Siyaseti, siyasi hareketleri, milletinin emrinde; ‘fazilet sahibi, erdemli insanlar yetiştiren kurumlar’ olarak düşünürüm.
Siyaset yaparken de, ‘doğru, dürüst, samimi, adaletli, güvenilir, huzuru çağrıştıran…’ bir yüzü/ veya yüzleri görmek isteriz.
“yapacağız, edeceğiz…” sözlerinin yere basmasını o kadar çok isterim ki…
Saff Suresi 2 ve 3.ncü ayetlerini mutlaka okumanızı istirham ederim
“Ey iman edenler! Yapmayacağınız şeyleri niçin söylüyorsunuz?”
“Yapmayacağınız şeyleri söylemeniz, Allah katında büyük bir gazab (sebebi) oldu.”
Her adımımızdan, her hareketimizden/ fiil ve eylemlerimizden sorumlu olduğumuzu biliyor muyuz?
Nur Suresi 24.ncü ayette şöyle buyrulur;
“O gün, dilleri, elleri ve ayakları, yapmakta oldukları şeylere dair aleyhlerinde şahitlik edecektir!”
Şu satırları yazdığım anda da, ifade ettiğim her kelimesinden mesul olduğumuzu biliyorum.
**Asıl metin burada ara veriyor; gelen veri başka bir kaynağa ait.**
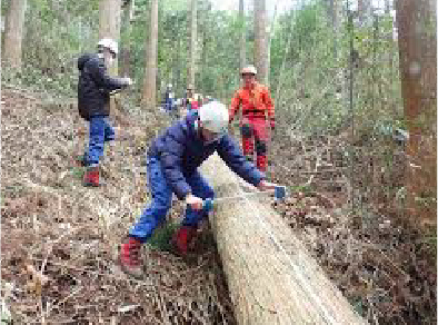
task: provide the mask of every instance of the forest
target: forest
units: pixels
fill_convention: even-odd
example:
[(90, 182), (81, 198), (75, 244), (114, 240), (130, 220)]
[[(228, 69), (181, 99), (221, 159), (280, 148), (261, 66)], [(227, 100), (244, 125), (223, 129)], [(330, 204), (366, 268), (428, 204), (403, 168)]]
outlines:
[[(437, 323), (436, 1), (0, 6), (1, 324)], [(118, 43), (109, 73), (132, 85), (111, 95), (116, 140), (90, 188), (78, 59), (103, 38)], [(189, 260), (169, 247), (186, 209), (173, 198), (129, 277), (116, 259), (153, 199), (151, 141), (186, 118), (190, 87), (229, 108), (248, 65), (275, 106), (266, 177), (287, 197), (223, 204)], [(221, 161), (200, 169), (219, 197), (255, 190)]]

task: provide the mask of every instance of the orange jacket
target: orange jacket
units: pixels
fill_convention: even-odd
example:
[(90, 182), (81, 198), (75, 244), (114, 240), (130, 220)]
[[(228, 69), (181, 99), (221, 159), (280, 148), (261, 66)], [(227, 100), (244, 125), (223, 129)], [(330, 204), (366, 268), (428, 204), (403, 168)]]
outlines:
[(235, 97), (231, 99), (229, 111), (230, 121), (232, 121), (236, 114), (239, 112), (240, 106), (243, 117), (266, 118), (266, 114), (268, 114), (271, 125), (275, 124), (273, 101), (269, 95), (268, 87), (256, 82), (251, 88), (242, 87), (237, 90)]

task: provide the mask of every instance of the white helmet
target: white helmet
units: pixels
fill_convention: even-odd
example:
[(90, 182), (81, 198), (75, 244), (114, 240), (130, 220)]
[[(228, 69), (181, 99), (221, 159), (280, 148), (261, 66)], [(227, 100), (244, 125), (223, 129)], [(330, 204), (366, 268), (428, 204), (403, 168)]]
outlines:
[(228, 109), (219, 101), (210, 101), (199, 108), (202, 127), (215, 134), (223, 134), (228, 127)]
[(102, 38), (98, 42), (98, 48), (106, 48), (109, 49), (111, 52), (113, 52), (116, 56), (119, 53), (119, 47), (117, 45), (117, 41), (110, 38)]
[(241, 71), (240, 75), (257, 75), (257, 69), (255, 66), (247, 66)]

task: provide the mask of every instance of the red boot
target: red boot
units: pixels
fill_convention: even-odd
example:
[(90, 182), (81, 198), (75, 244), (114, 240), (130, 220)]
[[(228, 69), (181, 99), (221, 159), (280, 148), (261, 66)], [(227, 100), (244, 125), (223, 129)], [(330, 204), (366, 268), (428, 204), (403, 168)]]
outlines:
[(132, 237), (127, 237), (121, 244), (119, 263), (121, 269), (137, 278), (143, 276), (143, 269), (140, 260), (141, 242)]
[(83, 175), (83, 186), (98, 187), (99, 184), (99, 167), (88, 167)]
[(175, 254), (186, 257), (189, 252), (190, 243), (195, 239), (197, 234), (196, 227), (182, 226), (172, 238), (172, 247)]
[(266, 156), (262, 155), (257, 155), (257, 169), (259, 169), (261, 173), (266, 173), (268, 165), (268, 159)]

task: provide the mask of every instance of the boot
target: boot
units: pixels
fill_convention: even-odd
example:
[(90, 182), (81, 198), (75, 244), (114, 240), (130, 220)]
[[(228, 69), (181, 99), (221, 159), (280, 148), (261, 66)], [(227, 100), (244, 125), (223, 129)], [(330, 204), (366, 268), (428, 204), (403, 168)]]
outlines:
[(86, 158), (87, 156), (86, 155), (83, 155), (83, 156), (77, 156), (76, 158), (74, 158), (74, 166), (76, 167), (87, 167), (87, 158)]
[(266, 173), (267, 165), (268, 159), (266, 158), (266, 156), (257, 155), (257, 169), (259, 169), (261, 173)]
[(143, 276), (143, 269), (140, 260), (141, 242), (132, 237), (127, 237), (125, 243), (121, 244), (119, 264), (121, 269), (136, 277)]
[(87, 170), (83, 175), (83, 186), (100, 186), (99, 183), (99, 166), (96, 167), (87, 167)]
[(197, 234), (197, 227), (181, 226), (178, 232), (173, 234), (172, 237), (172, 250), (176, 255), (186, 257), (189, 253), (189, 246), (195, 239)]

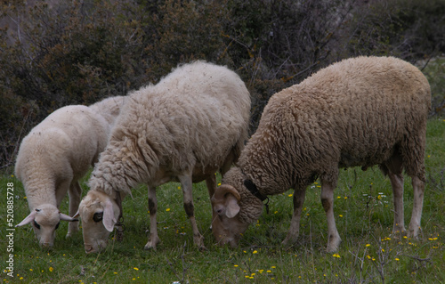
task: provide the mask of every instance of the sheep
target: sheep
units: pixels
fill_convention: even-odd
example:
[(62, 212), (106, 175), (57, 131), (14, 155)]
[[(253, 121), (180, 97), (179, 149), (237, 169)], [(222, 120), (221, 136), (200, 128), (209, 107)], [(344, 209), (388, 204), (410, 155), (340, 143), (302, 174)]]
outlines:
[(85, 252), (106, 247), (122, 199), (140, 183), (148, 185), (150, 219), (144, 248), (156, 249), (156, 187), (170, 181), (182, 183), (194, 243), (206, 249), (194, 217), (192, 183), (206, 180), (213, 195), (215, 172), (223, 174), (244, 147), (249, 116), (244, 82), (206, 61), (180, 65), (157, 85), (132, 92), (79, 206)]
[(30, 214), (16, 227), (32, 223), (41, 247), (53, 246), (61, 220), (70, 221), (67, 237), (78, 231), (77, 220), (60, 212), (61, 202), (68, 191), (69, 215), (76, 213), (82, 192), (78, 180), (105, 149), (123, 102), (119, 96), (90, 107), (61, 108), (21, 142), (15, 174), (25, 188)]
[(338, 168), (379, 165), (393, 192), (392, 232), (405, 231), (402, 171), (411, 177), (414, 208), (408, 235), (419, 232), (424, 156), (431, 93), (425, 76), (393, 57), (358, 57), (325, 68), (275, 93), (238, 162), (212, 197), (213, 234), (236, 247), (262, 214), (268, 195), (293, 188), (294, 214), (284, 245), (299, 234), (306, 187), (321, 182), (328, 252), (341, 242), (333, 191)]

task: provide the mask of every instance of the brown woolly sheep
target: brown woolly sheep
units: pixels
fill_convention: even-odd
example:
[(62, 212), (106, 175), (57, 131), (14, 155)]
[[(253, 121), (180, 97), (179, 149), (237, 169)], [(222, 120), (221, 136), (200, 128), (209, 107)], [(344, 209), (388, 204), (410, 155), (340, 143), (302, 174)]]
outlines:
[(411, 64), (393, 57), (358, 57), (323, 69), (274, 94), (238, 166), (212, 198), (213, 233), (237, 246), (263, 211), (262, 199), (294, 189), (294, 215), (284, 244), (295, 242), (306, 187), (319, 177), (328, 217), (328, 252), (340, 236), (333, 210), (338, 168), (379, 165), (393, 192), (392, 231), (405, 231), (402, 171), (411, 177), (409, 235), (418, 234), (425, 190), (424, 155), (430, 85)]
[(150, 215), (145, 248), (156, 248), (156, 187), (170, 181), (182, 183), (193, 240), (205, 248), (192, 183), (206, 180), (213, 195), (214, 173), (225, 173), (244, 147), (249, 112), (250, 94), (239, 77), (203, 61), (180, 66), (157, 85), (129, 94), (79, 206), (85, 252), (106, 247), (122, 199), (142, 183), (149, 187)]

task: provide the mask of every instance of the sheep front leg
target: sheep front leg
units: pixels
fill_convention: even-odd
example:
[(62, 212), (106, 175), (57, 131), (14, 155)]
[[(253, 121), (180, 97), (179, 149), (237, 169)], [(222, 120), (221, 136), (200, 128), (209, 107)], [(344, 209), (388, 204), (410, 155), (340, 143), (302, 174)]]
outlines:
[(190, 220), (191, 230), (193, 231), (193, 242), (199, 247), (200, 250), (205, 250), (206, 247), (204, 246), (204, 237), (199, 232), (199, 230), (198, 230), (195, 219), (195, 207), (193, 206), (193, 196), (191, 192), (193, 189), (191, 174), (179, 176), (179, 180), (182, 185), (185, 213)]
[(207, 177), (206, 179), (206, 184), (207, 185), (208, 195), (212, 198), (216, 189), (216, 175), (212, 174)]
[(425, 183), (417, 176), (412, 176), (414, 191), (414, 205), (411, 221), (409, 222), (409, 237), (417, 238), (420, 229), (420, 219), (422, 217), (422, 207), (424, 205)]
[[(69, 198), (69, 214), (70, 216), (74, 216), (79, 207), (80, 199), (82, 196), (82, 188), (80, 187), (78, 181), (71, 183), (69, 190), (68, 191), (68, 196)], [(73, 233), (77, 231), (79, 231), (79, 223), (77, 221), (69, 222), (68, 224), (68, 233), (66, 237), (69, 238), (72, 236)]]
[(305, 196), (305, 188), (294, 190), (294, 215), (292, 215), (292, 220), (290, 221), (290, 227), (287, 231), (287, 235), (282, 242), (283, 245), (293, 244), (300, 233), (300, 218), (302, 216), (303, 204), (304, 203)]
[(329, 253), (336, 251), (342, 241), (334, 217), (334, 188), (335, 186), (331, 183), (321, 181), (321, 204), (328, 219), (328, 247), (326, 250)]
[(158, 236), (158, 224), (156, 223), (156, 212), (158, 211), (158, 199), (156, 199), (156, 187), (149, 186), (149, 211), (150, 211), (150, 236), (145, 245), (145, 249), (153, 248), (160, 243)]

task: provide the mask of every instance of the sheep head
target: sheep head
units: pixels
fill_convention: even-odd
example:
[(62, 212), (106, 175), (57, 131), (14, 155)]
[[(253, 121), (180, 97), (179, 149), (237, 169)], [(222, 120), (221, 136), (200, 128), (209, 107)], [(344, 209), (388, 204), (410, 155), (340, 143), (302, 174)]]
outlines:
[(119, 207), (110, 196), (97, 191), (88, 191), (76, 215), (82, 219), (82, 233), (87, 254), (99, 252), (107, 247), (108, 238), (117, 223), (119, 214)]
[(38, 239), (40, 247), (51, 248), (54, 245), (55, 231), (61, 221), (78, 221), (68, 215), (61, 213), (59, 208), (51, 204), (43, 204), (35, 208), (16, 227), (32, 223), (34, 233)]
[(247, 230), (248, 223), (239, 219), (239, 192), (231, 185), (222, 184), (212, 197), (212, 232), (216, 241), (231, 247), (238, 246), (239, 237)]

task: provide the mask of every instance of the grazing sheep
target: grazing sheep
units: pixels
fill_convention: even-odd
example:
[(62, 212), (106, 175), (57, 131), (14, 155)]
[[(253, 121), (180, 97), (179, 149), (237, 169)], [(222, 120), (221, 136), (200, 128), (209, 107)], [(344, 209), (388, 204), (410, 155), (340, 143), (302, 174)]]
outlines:
[(156, 248), (156, 187), (178, 181), (193, 230), (205, 248), (194, 217), (192, 183), (206, 180), (210, 196), (214, 173), (238, 159), (247, 137), (250, 95), (239, 77), (204, 61), (175, 69), (155, 85), (133, 92), (79, 206), (85, 252), (107, 245), (131, 188), (149, 187), (150, 231), (146, 249)]
[[(23, 139), (15, 174), (23, 183), (31, 213), (16, 227), (32, 223), (42, 247), (53, 247), (60, 220), (77, 221), (59, 207), (68, 191), (69, 215), (76, 213), (82, 192), (78, 180), (105, 149), (123, 101), (124, 97), (114, 97), (91, 107), (61, 108)], [(70, 223), (67, 237), (77, 231), (78, 223)]]
[(212, 198), (214, 238), (237, 246), (240, 234), (262, 214), (262, 199), (293, 188), (294, 215), (283, 243), (295, 242), (306, 187), (320, 177), (327, 250), (335, 251), (341, 241), (333, 210), (338, 168), (373, 165), (379, 165), (391, 181), (393, 232), (405, 230), (402, 170), (411, 177), (409, 235), (417, 236), (430, 101), (425, 76), (392, 57), (344, 60), (274, 94), (238, 166), (227, 172)]

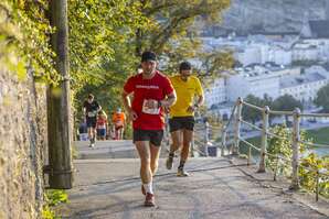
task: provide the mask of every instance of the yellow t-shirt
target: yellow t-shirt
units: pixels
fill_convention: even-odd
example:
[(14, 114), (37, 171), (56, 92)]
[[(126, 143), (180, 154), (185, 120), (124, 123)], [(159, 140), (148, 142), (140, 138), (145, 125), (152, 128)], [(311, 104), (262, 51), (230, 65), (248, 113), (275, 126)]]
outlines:
[(170, 108), (170, 117), (190, 117), (193, 112), (188, 112), (188, 108), (193, 106), (195, 96), (203, 96), (203, 90), (199, 78), (190, 76), (187, 81), (180, 75), (170, 77), (170, 81), (177, 94), (177, 101)]

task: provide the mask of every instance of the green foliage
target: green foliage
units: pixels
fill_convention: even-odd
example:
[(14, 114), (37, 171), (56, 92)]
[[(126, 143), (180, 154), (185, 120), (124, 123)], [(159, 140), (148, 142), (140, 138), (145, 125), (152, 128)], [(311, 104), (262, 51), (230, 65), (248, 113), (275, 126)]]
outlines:
[(329, 198), (329, 156), (319, 157), (317, 154), (310, 153), (301, 158), (300, 166), (299, 177), (301, 186), (316, 193), (317, 177), (319, 176), (319, 193)]
[(318, 90), (315, 103), (322, 107), (323, 112), (329, 112), (329, 84)]
[(121, 106), (123, 85), (136, 73), (144, 50), (156, 51), (161, 70), (168, 74), (177, 73), (178, 64), (187, 58), (206, 59), (208, 72), (205, 67), (195, 70), (204, 76), (233, 65), (230, 52), (202, 53), (194, 28), (201, 15), (219, 21), (219, 13), (229, 7), (229, 0), (68, 0), (68, 3), (70, 64), (77, 111), (89, 92), (107, 113)]
[[(280, 161), (276, 156), (284, 157), (286, 160), (290, 160), (293, 155), (291, 150), (291, 130), (286, 127), (275, 127), (270, 130), (272, 133), (280, 136), (272, 138), (268, 142), (267, 152), (269, 154), (274, 154), (275, 156), (268, 156), (266, 160), (266, 166), (272, 171), (277, 171), (278, 174), (283, 174), (285, 176), (290, 177), (291, 175), (291, 164), (290, 162)], [(300, 133), (300, 141), (311, 142), (311, 140), (306, 138), (306, 132)], [(300, 166), (299, 166), (299, 179), (300, 185), (310, 191), (316, 191), (317, 187), (317, 173), (325, 173), (325, 175), (320, 175), (319, 182), (319, 193), (325, 197), (329, 198), (329, 157), (319, 157), (315, 153), (310, 152), (305, 144), (299, 143), (299, 153), (301, 154)]]
[(49, 44), (53, 31), (45, 18), (47, 1), (3, 0), (0, 3), (0, 62), (20, 80), (33, 70), (38, 80), (56, 84), (54, 53)]
[(42, 210), (43, 219), (59, 219), (55, 212), (52, 210), (52, 207), (60, 204), (65, 204), (68, 201), (67, 194), (64, 190), (60, 189), (49, 189), (44, 194), (45, 205)]
[(139, 2), (130, 0), (68, 0), (68, 19), (75, 109), (79, 111), (92, 92), (112, 113), (120, 106), (125, 79), (138, 65), (131, 39), (137, 29), (148, 28), (149, 20)]

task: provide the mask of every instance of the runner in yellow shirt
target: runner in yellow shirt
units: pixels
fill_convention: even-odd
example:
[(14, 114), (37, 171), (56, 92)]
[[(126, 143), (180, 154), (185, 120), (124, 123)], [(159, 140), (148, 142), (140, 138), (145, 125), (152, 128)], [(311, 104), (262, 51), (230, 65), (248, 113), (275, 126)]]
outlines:
[[(189, 62), (182, 62), (179, 67), (179, 75), (170, 78), (177, 92), (177, 102), (170, 108), (169, 128), (172, 144), (166, 165), (168, 169), (172, 168), (174, 152), (182, 145), (177, 176), (189, 176), (184, 171), (184, 164), (188, 160), (190, 144), (193, 138), (194, 111), (204, 100), (201, 83), (198, 77), (191, 74), (191, 64)], [(183, 136), (182, 140), (180, 140), (181, 134)]]

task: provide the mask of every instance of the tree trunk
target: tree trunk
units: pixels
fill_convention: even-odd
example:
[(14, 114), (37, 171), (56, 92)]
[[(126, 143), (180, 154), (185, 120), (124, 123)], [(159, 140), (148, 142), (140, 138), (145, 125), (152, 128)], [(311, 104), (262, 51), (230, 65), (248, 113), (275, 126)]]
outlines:
[(59, 87), (50, 86), (47, 90), (49, 184), (51, 188), (66, 189), (72, 188), (73, 184), (67, 0), (50, 1), (50, 22), (55, 28), (55, 33), (51, 36), (52, 48), (56, 54), (55, 68), (63, 80)]

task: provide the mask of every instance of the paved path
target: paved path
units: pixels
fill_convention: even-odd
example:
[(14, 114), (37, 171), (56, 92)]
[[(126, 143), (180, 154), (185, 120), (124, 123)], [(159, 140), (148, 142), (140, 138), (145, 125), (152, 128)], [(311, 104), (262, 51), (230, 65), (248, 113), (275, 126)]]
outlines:
[(63, 218), (328, 219), (282, 188), (262, 186), (226, 158), (191, 158), (190, 177), (164, 169), (161, 158), (155, 208), (142, 206), (137, 158), (76, 160), (74, 165), (75, 187), (70, 204), (61, 206)]

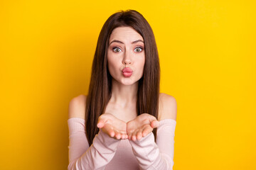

Ve özelliklede şu seçim kampanyasında en fazla ürktüğüm bir konuda, ‘Bilgi Kirliliğidir!’
Hucurat Suresi 6ncı ayet bizlerin bilgiye ulaşmada istinat noktasıdır.
“Ey iman edenler! Eğer fasık (yalancı, günahkâr) bir kimse size bir haber getirirse, önce (onun doğruluğunu) iyice araştırın ki bilmeyerek bir topluluğa sataşırsınız da (bu hareketiniz doğru olmadığından) yaptığınıza pişman olan kimseler olursunuz!”
Şu vatan coğrafyasında, “1071 Malazgirt’ten günümüze!” bilumum birlikteliklerimiz var.
Nizam-ı Âlem Davası, Anadolu Coğrafyasından sürgün vererek/ filizlenerek kıtalar aşmıştır.
Bu sütunlarda sürekli olarak, “fütüvvet diliyle…” yazmaya çalışırım. Her yazımda da, ‘tarihi tefekkür etmeye…’ çalışırım. Her türlü, ‘yanlış bilgilerden de…’ Allah’a sığınırım.
Seçimler/ veya sandıklar, ‘erdemli bir yarışa dönüşmelidir’
Rahmetli Ahmet Er, Elâzığ Şehrinden 1970’li yıllarda, Milletvekili adayıdır…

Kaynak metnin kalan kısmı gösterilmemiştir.